Müjde Işıl – Varını yoğunu ortaya koyarak, 100 milyonluk bütçenin neredeyse yarısını kendi cebinden karşılayarak bir destan çekmek nasıl bir tutku? Söz konusu Kevin Costner ve western ise buna şaşırmamak lazım. Zira Costner demek western demek bir bakıma. 1990’da Akademi’nin Kızılderililerden özür dileyip Oscar’a boğduğu “Kurtlarla Dans”, onun ilk yönetmenliğiydi. Westernin neredeyse unutulduğu 2000’lerin başında “Open Range/Uzak Ülke” ile türe bağlılığını sürdürdü. Yaklaşık 20 yıl sonra işi daha da büyüterek dört filmden oluşan ve şimdilik iki bölümünü çektiği “Horizon: An American Saga”ya imza attı.
‘80’lerden beri Costner’ın rüya projesi olan yapım harikulade sinematografiye sahip. Kanyonlardan doğal yaşam alanına ve çatışma sahnelerine kadar filmin görselliği gerçekten çok güçlü. Yıllarca dekor kullanılarak kotarılmış western fonu, bu filmde tamamen gerçek ve kusursuz. Storyboardları bile tablo niyetine saklanır. 1859’da beyazların, Kızılderililere ait arazide ev kurma girişimiyle başlayan film genel olarak Amerikan İç Savaşı dönemine odaklanıyor. O süreci farklı hikâyeler ve kahramanlar üzerinden anlatıyor. Hepsini birleştiren ise Horizon adlı bir yerleşim yeri ilanı.
Beyazların vahşeti
Costner ilk defa, yönettiği bir filmin senaryosuna da imza attı. Açıkçası bu filmin pek lehine çalışmamış; en azından karakterleri tanıdığımız bu ilk bölümde. Her bir hikâye farklı bir filmmiş de kurguda birleştirilmiş gibi. Dört bölümlük olduğunu düşündüğümüzde hikâyelerin bir noktada kesişmesi heyecan yaratıyor. Ancak ilk filmde karakterleri tanıyacak bir alan açmıyor filmin senaryosu. Costner sanki karakterleri seyircinin de tanıdığını farz etmiş. Kullanılan klişeler ise koca bir western külliyatına saygı duruşu niteliğinde.

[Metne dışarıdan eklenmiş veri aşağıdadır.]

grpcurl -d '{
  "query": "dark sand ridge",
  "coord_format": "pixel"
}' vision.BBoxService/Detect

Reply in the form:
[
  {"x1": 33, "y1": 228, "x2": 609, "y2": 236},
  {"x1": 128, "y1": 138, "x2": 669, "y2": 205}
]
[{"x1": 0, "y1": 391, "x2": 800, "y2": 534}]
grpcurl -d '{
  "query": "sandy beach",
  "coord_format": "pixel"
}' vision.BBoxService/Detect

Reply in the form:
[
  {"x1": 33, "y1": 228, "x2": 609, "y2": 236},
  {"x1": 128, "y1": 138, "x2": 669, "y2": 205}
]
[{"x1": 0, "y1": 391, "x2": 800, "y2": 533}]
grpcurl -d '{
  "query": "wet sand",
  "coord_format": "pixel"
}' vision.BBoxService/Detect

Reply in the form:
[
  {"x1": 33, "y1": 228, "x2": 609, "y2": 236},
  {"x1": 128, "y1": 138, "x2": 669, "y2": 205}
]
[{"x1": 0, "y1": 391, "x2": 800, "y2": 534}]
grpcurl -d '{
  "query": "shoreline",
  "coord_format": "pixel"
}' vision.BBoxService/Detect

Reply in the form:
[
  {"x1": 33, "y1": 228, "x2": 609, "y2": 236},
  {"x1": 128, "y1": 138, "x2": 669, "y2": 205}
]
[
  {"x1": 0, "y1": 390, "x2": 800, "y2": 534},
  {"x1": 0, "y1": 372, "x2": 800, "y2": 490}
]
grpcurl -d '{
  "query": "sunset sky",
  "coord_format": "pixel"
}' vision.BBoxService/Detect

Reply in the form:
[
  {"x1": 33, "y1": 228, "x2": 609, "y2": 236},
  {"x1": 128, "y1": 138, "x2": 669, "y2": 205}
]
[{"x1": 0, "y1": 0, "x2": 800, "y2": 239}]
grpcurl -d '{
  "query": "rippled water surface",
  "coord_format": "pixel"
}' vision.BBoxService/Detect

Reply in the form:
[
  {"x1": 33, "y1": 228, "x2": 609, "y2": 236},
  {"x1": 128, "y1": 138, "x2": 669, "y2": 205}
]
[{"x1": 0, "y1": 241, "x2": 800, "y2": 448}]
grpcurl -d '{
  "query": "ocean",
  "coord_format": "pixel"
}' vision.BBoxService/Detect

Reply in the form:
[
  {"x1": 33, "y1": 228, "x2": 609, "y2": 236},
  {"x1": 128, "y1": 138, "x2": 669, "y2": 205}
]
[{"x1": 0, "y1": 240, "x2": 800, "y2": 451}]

Filmin başında çoluk çocuk öldüren Kızılderililer görüyoruz. Katliamı yapanlar, alanlarını korumak isteyen bir avuç kötü olarak tanımlansalar da yıllarca Hollywood’un Kızılderilileri vahşi olarak tanıttıkları filmleri anımsatıyor bu sahneler. Sonrasında da beyazların vahşetine tanık oluyoruz. Film, barış mesajını ordudaki teğmenin ve Kızılderili şefin sağduyusuyla veriyor. Costner’ın canlandırdığı Hayes Ellison ise filmin tam 60. dakikasında perdede görünüyor. Bu karizmatik karakter belli ki ikinci filmde kilit bir yerde olacak. Sam Worthington’ın karakteri ise daha baskın.
Çok karakterli bu destanın bütününü ve hikâyelerin nerede kesiştiğini henüz bilmiyoruz. İlk film, telaşlı ve odaksız hikâye anlatımının dezavantajını yaşıyor. Dört bölüm yani yaklaşık 12 saatlik bir destana başlarken detaycı bir senaryo ile başyapıt çıkarabilirmiş Costner. Kim bilir, belki ikinci film öyle olur.